A cousin, who left Bombay for London some 30 years ago to live and work there, is returning home for the first time. He will be here for three weeks, which is the statutory period of leave the they grant in the West, not the month, plus sick leave, plus casual leave, plus the telegram saying mother not well, plus the second telegram informing all train tickets booked for the next ten days so cannot return - that we have in India.

To return to the cousin, he is excited at the prospect of seeing how much of the old Bombay that he knew and grew up in is still there and how much of it has changed. I would say that he is in for several surprises, but then again I could be wrong.

He himself has changed a lot. He has lost all the hair on his head, he has been married to an English woman, has had children who in turn have got married, while he himself has got divorced, has acquired a house on mortgage, a car, and South London accent.

In Bombay, he will find that some things have remained. Balaram House in Balaram Street, where he was born and where he lived, is still there. With probably the same families as neighbours, though another generation of those families. But the trams that used to run through Balaram Street are no longer there, and I wonder if the Super Cinema, that existed practically in his backyard, is there.

I have myself not been in that area for a while now, so I do not know of the recent changes. And this is something that I regret, because I like to keep myself in touch with all developments in the city. So I do not know if Hardinge Store at Charni Road Junction is still there, and the Irani in the opposite corner of the junction, who did not allow customers to smoke in his restaurant.
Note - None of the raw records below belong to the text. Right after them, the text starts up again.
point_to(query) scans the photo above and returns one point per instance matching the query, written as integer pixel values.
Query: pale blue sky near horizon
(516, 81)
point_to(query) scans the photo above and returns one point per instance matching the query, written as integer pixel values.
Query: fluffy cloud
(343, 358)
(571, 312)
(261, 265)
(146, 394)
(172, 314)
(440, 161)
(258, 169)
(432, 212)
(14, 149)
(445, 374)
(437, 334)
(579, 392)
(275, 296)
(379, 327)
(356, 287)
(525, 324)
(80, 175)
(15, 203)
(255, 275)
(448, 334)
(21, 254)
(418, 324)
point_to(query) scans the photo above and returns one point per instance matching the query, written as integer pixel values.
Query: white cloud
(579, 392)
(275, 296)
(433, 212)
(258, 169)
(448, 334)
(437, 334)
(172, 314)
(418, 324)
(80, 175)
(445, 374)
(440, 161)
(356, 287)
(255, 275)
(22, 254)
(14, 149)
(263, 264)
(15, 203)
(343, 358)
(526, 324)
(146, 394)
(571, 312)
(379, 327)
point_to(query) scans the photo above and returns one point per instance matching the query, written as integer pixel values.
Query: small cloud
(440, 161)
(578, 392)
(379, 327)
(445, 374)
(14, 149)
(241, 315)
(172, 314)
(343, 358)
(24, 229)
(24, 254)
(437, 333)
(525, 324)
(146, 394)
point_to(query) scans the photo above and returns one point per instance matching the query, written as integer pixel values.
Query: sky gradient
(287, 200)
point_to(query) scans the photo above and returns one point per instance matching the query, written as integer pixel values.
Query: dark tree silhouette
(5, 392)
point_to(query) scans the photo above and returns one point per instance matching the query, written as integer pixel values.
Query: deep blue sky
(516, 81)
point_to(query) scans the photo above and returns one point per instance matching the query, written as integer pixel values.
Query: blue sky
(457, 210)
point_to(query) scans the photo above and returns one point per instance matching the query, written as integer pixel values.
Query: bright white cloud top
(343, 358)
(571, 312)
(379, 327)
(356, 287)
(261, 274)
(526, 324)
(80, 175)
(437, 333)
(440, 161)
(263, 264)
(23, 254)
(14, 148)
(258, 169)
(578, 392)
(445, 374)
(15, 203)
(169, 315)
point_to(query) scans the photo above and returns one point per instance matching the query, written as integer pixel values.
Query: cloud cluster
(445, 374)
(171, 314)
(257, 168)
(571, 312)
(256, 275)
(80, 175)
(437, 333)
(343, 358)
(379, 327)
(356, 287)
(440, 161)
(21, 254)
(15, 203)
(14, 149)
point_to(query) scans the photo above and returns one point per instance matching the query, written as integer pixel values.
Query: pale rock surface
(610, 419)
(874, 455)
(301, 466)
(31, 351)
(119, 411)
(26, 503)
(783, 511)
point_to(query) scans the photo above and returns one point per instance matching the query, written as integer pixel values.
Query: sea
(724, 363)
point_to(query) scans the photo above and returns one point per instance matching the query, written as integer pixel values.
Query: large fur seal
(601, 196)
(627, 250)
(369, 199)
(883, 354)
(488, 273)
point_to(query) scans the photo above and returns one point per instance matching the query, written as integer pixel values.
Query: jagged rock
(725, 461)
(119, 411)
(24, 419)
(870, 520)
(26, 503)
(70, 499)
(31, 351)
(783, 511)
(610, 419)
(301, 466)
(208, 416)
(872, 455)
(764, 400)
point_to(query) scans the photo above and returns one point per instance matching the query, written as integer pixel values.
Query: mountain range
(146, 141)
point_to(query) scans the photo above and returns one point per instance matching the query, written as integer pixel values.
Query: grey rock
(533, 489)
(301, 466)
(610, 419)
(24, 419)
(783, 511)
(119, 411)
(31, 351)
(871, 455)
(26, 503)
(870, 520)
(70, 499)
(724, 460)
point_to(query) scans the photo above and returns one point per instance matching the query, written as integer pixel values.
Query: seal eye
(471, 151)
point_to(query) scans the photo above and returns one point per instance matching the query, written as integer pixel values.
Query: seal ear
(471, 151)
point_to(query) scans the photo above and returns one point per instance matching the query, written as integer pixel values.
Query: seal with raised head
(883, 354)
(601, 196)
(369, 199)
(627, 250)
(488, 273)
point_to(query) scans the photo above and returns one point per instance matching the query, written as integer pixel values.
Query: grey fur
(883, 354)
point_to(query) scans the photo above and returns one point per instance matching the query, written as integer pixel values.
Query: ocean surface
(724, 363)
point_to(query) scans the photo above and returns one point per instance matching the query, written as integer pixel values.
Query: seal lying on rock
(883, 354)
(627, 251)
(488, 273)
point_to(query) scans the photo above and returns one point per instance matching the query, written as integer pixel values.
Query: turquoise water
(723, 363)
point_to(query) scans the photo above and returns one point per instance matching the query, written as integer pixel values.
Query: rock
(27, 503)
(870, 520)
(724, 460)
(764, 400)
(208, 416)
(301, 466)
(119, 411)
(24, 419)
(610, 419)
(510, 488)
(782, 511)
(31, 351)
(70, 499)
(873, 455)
But, further down the road, Motilal Masalawalla, now more famous than ever, continues; and there is a new fashion store called Sheetal, with, I understand, its own valet parking service, which should impress the cousin from London.

And he is looking forward to renewing contacts with his old friends, with most of whom he has lost contact and about a large number of whom he does not known whether they are alive or passed away. Among his friends were several Parsi boxers (in those days, boxing was very much a Parsi sport, along with cycling), the Daruwalla brothers, Percy Khatau. I wonder if he will be able to trace them. He probably will.

But other things he will not be able to trace. The Golwalla swimming pool and the Maccabi Club, where a whole new downtown has been created on what must be the most highly-priced real estate in the country.

All in all, it is going to be a strange homecoming for his. And the odd thing is that it is not even a homecoming, it is just a brief holiday away from home. Because home now for him is London.